Caros leitores,
Eis um trecho do livro de Philippe Julien, “Psicose, Perversão, Neurose”, em que ele esclarece de uma maneira fantástica a forma como Lacan teoriza o que é o significante Nome-do-Pai, no contexto da reflexão sobre a estrutura psicótica.
O autor vem discutindo o caráter do estado pré-psicótico e chega na discussão do que pode desencadear a loucura:
“Qual é, pois, esse significante fundamental no simbólico, ao qual um interlocutor faz apelo mas que no sujeito não responde? Lacan vai nomeá-lo com diversos nomes, para afinal e em definitivo nomeá-lo com seu nome de Nome-do-Pai. Apresentou-o com a ajuda de uma metáfora de estrada: há duas maneiras de ir de carro de Mantes a Rouen: a estrada nacional 15 ou as estradas dos departamentos. Ora, essas estradas não têm a mesma função. A nacional, como um rio (Sena), é uma via de passagem a partir da qual, em certos nós, instalaram-se cidades (Mantes, Rouen). As estradas dos departamentos, ao contrário, abrem um caminho que vem ligar entre si aldeias que a ele preexistiam. Assim, como a grande-estrada em relação às cidades, o significante é primeiro “uma vez que ele polariza, agarra, grupa em feixes significações” (Seminário III, pg. 328). Mas, se o significante faltar, então é preciso a ele suplementar adicionando significações, uma após a outra, como aldeias, e com o risco de enganar-se na adição… e na leitura dos avisos da estrada e dos painéis indicadores.

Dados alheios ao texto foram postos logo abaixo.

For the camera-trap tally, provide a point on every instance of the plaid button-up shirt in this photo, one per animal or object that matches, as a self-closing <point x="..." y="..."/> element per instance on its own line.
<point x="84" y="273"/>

Essa metáfora nos esclarece sobre outra metáfora, a do significante do Nome-do-Pai. Com efeito, esse significante não é transmitido ao sujeito nem por um homem que se declara pai, nem pela sociedade política ou religiosa, mas pelo desejo da mãe, enquanto mulher. Ela dá resposta à interrogação do filho ou da filha diante da imagem materna.
Essa imagem tão pregnante, que subjuga e fascina o olhar da criança, por que desejo é animada? Ela vem, ela vai: qual é a razão dessa alternância de presença e ausência? Acaso, capricho, arbitrário, a mãe os dissipa respondendo; e ela pode fazê-lo uma vez que ela não é toda-mãe, mas mulher. Ela instaura esta metáfora: ao significante de seu desejo, que permanece enigmático para a criança porque sem significação, ela substitui um outro significante, o do pai, o significante da paternidade. E dessa metáfora nasce uma significação: o falo, isto é, aquilo que falta à mãe e é a razão de seu desejo de mulher.

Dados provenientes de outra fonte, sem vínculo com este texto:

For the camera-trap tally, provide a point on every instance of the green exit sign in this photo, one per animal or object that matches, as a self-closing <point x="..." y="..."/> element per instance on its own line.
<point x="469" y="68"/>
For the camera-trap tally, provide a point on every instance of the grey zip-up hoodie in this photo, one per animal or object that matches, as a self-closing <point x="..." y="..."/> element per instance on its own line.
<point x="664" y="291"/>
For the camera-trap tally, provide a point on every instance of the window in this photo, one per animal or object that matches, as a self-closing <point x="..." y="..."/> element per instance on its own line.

Assim, à angústia do sujeito diante do enigma do desejo da mãe (mas o que ela quer então?), a própria mãe responde transmitindo o significante de sua falta. É esta condição prévia do Édipo freudiano. Lacan não cessará de repeti-lo, tanto que mais tarde, em 1971, poderá dizer:
“É enquanto significante, significante capaz de dar um sentido ao desejo da mãe, que a justo título eu podia situar o Nome-do-Pai. (Seminário de 16 de junho de 1971: De um discurso que não seria semblante)
E, então, após essa transmissão primordial, diversas significações da paternidade podem se seguir para o sujeito conforme a singularidade de sua história e de sua cultura; o desaparecimento ou a mudança delas não é uma catástrofe.
Se, ao contrário, o Nome-do-Pai estiver foracluído, será preciso adicionar incessantemente significações como resposta ao ser-pai, com o risco de que um dia a adição não baste. Por exemplo, o pai será definido como genitor, ou aquele que cuida da criança, ou aquele que transmite o patronímico (não confundir com o Nome-do-Pai), ou aquele que a criança reconhece e adota como pai, e ainda… e ainda…: é sem fim! A psicossociologia aí se esgota, porque nenhuma significação é decisiva, a não ser que ela seja agarrada, polarizada pelo significante do Nome-do-Pai.” (pg. 53-54)
É muito importante prestar atenção nos grifos do autor, que estão em itálico, para ter uma compreensão minuciosa da maneira como se dá este processo da entrada no Édipo.